Hi there,
my name is Steven and this my first post in this forum. I apologize in advance for the long post but I want to be as clear as possible. Here’s my problem:
I’m trying to train a model on the CityScapes dataset to not only output a segmentation map, but also uncertainties. The model I use is custom DeepLabV3+ model with a MobileNetV3 backbone. I replaced the regular output head with two new output heads that I defined as follows:
class SegmentationHead(nn.Sequential):
def __init__(self, in_channels, num_classes):
conv2d_3x3 = nn.Conv2d(in_channels, out_channels=256, kernel_size=3, padding=3//2)
batch_norm = nn.BatchNorm2d(256)
relu = nn.ReLU()
conv2d_1x1 = nn.Conv2d(256, out_channels=num_classes, kernel_size=1)
upsampling = nn.UpsamplingBilinear2d(scale_factor=4)
super().__init__(conv2d_3x3, batch_norm, relu, conv2d_1x1, upsampling)
class UncertaintyHead(nn.Sequential):
def __init__(self, in_channels, num_classes):
conv2d_3x3 = nn.Conv2d(in_channels, out_channels=256, kernel_size=3, padding=3//2)
batch_norm = nn.BatchNorm2d(256)
relu = nn.ReLU()
conv2d_1x1 = nn.Conv2d(256, out_channels=num_classes, kernel_size=1)
upsampling = nn.UpsamplingBilinear2d(scale_factor=4)
activation = nn.Sigmoid()
super().__init__(conv2d_3x3, batch_norm, relu, conv2d_1x1, upsampling, activation)

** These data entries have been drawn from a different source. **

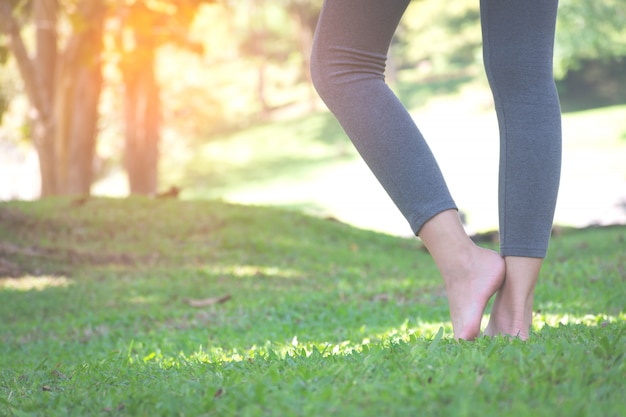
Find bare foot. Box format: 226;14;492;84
442;246;505;340
484;290;532;340
485;256;543;340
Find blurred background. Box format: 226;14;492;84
0;0;626;235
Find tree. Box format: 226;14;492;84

I changed the forward pass method accordingly:
def forward(self, x):
features = self.encoder(x)
decoder_output = self.decoder(*features)
segmentation_map = self.segmentation_head(decoder_output)
uncertainty_map = self.uncertainty_head(decoder_output)
return segmentation_map, uncertainty_map
The output shapes of both heads are as expected. If I input a batch of images with shape [batch_size, num_channels, img_height, img_width], I get an output shape of [batch_size, num_classes, img_height, img_width] for both heads.
Now to the part where I’m currently stuck, which is training the model. I use Pytorch Lightning and this how the training_step looks:
...
def __init__(...):
...
self.classification_criterion = nn.CrossEntropyLoss(ignore_index=0, reduction='mean')
self.distillation_criterion = nn.KLDivLoss(reduction='mean')
self.uncertainty_criterion = nn.MSELoss(reduction='mean')
def training_step(self, batch, batch_index):
images, labels = batch
# Forward Pass Student
prediction_map, uncertainty_map = self.model(images)
# Forward Pass Teacher
ensemble_outputs = torch.empty(size=[len(self.ensemble), self.batch_size, 20, 768, 768], device=DEVICE)
for i, model in enumerate(self.ensemble):
model.cuda()
model.eval()
with torch.no_grad():
output = model(images)
ensemble_outputs[i] = output
ensemble_probability_map = torch.mean(torch.softmax(ensemble_outputs, dim=2), dim=0).to(dtype=torch.float16)
ensemble_uncertainty_map = torch.std(torch.softmax(ensemble_outputs, dim=2), dim=0).to(dtype=torch.float16)
# Loss Calculation
classification_loss = self.classification_criterion(prediction_map, labels.squeeze())
distillation_loss = self.distillation_criterion(torch.log_softmax(prediction_map, dim=1), ensemble_mean_prediction)
uncertainty_loss = self.uncertainty_criterion(uncertainty_map, ensemble_uncertainty_prediction)
loss = 0.1 * classification_loss + distillation_loss + uncertainty_loss
return {'loss': loss}
The major problem that I can’t seem to understand is the following: The loss is slowly declining (also all three components of the combined loss separately) and the segmentation map looks good but the uncertainty outputs slowly converge towards 0 instead of learning what the uncertainties are supposed to be ( = ensemble_uncertainty_map). For some context, ensemble_uncertainty_map contains values in the range [0, 1] with a majority of the values being close to 0 but also some values that are > 0.
This should be a solvable regression problem - at least there is scientific literature out there that has done similar work (but without open sourcing the code unfortunately). But what am I missing?
Thank you so much in advance and feel free to ask any questions!